Set reminders and proactively be kind to yourself out loud for two minutes every day. Recognize all that’s good about you and all the good you’re trying to do. Be mindful of the moments when Tommy rears his ugly head, chop him in the fucking throat, and say something nice instead.

You have the power to write your own story. Choose your words carefully.

  1. Hector on July 24, 2019

    I did not see that coming…Nice job Nick!

    • Nick Notas on July 24, 2019

      Thanks Hector!

      • Robert on July 24, 2019

        Yep agree did not see that coming thanks Nick And have a fun Day.

  2. Bradley on July 24, 2019

    “It’s about consciously changing how you speak to yourself on a daily basis.”

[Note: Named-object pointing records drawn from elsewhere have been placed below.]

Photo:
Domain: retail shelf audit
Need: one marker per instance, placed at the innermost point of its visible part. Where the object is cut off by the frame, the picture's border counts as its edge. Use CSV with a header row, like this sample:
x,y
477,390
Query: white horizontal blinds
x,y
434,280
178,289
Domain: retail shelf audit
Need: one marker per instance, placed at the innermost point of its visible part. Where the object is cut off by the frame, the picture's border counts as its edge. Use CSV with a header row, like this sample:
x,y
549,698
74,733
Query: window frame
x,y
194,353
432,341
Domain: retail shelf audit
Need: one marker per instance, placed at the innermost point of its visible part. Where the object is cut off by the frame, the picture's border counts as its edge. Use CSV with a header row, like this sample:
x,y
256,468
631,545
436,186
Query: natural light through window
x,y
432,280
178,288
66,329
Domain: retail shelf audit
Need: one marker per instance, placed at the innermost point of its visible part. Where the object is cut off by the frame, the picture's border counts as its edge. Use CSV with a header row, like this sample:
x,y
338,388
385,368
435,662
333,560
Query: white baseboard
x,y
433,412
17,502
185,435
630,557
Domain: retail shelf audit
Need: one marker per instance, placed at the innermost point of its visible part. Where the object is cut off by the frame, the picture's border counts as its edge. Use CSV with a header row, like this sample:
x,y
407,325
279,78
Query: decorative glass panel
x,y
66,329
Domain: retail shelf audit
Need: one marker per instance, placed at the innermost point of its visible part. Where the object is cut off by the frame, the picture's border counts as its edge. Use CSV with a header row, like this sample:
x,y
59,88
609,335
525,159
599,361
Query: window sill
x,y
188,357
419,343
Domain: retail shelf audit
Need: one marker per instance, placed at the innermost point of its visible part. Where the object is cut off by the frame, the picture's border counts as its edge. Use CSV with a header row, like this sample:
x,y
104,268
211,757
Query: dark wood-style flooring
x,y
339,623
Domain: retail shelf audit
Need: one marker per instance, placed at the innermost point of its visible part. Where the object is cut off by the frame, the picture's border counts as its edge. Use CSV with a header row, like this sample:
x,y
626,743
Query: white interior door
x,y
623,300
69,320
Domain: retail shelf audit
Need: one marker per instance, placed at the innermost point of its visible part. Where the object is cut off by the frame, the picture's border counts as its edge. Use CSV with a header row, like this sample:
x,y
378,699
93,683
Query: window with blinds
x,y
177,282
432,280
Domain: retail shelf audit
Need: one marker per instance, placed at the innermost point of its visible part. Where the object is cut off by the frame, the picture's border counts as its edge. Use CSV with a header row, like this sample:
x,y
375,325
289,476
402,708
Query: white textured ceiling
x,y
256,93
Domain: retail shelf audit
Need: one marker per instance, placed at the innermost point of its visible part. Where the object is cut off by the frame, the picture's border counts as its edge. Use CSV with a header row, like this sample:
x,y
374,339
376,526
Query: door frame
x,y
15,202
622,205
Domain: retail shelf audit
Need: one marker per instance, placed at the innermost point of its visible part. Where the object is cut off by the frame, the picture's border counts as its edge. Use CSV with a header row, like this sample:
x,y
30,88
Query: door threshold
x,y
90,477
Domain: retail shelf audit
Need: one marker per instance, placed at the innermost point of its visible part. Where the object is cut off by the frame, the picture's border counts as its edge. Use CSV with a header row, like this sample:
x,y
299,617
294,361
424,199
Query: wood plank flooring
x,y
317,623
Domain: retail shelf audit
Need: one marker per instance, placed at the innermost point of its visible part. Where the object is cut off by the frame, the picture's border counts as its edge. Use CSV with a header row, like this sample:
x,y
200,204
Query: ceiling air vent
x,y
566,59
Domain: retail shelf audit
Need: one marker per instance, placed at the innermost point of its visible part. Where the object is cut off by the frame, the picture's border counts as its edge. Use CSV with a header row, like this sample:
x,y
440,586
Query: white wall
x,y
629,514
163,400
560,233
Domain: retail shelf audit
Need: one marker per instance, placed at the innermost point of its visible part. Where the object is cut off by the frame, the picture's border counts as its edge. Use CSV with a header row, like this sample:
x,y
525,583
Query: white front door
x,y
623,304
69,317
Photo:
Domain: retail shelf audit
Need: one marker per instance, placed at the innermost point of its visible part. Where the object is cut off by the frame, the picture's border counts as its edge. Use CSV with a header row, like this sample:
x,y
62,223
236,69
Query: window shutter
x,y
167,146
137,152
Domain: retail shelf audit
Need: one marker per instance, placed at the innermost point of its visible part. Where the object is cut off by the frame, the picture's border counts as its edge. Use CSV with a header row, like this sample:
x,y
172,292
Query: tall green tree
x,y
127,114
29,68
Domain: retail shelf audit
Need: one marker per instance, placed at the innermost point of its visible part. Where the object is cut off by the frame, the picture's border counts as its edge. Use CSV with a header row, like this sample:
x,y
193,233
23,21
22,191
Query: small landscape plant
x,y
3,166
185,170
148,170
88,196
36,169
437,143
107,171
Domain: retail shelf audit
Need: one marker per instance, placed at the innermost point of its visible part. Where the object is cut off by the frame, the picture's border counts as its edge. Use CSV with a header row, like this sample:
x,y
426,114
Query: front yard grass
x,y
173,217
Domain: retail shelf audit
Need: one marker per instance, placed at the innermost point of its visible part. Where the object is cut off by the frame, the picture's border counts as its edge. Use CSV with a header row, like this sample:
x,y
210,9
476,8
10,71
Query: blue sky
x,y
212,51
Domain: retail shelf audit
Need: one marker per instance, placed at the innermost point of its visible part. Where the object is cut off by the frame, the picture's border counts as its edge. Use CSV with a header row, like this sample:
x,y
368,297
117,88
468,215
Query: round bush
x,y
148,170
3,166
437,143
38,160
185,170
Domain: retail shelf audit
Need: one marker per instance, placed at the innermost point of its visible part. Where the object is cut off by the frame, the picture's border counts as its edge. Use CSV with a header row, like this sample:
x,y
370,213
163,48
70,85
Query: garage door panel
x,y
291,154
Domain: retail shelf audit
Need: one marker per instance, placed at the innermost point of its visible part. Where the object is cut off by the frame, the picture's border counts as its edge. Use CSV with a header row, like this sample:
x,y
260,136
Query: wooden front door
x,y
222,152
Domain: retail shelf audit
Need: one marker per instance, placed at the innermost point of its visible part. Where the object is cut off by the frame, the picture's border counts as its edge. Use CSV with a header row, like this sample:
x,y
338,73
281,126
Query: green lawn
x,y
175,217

    This quote is really cool. Because reading this made me think, yeah, but how do I stop that inner critic from talking all day long? And I guess it’s conscious effort every step of the way until it becomes habit. And what an amazing habit to build.

    • Nick Notas on July 24, 2019

      I’m glad the words resonated with you. It’s really that simple but yeah implementation is everything. You’ve just got to practice it until you’re talking to yourself like that without even thinking of it.

  3. Josh N on July 24, 2019

    This article hits home to me. When I was younger I grew up with a lot of peers and relatives of the kind mentioned in this article. It had a profound impact on my confidence, and even though they are no longer in my life their voices would echo in my head. Fortunately I’m taking steps to overcome this.

  4. Seymoure on July 26, 2019

    Hey Nick, your advice helped me greatly in my dire time of need. It opened my eyes and red pilled me irreversibly. I will never look at interpersonal relationships with rose colored glasses again. I still love women and enjoy them but now with a different understanding and knowing the crucial truths every heterosexual man needs to know. I thank you and wish you health and success. Have fun in Spain, I’ll be in the area but due to other engagements won’t be able to attend. Hopefully in the future.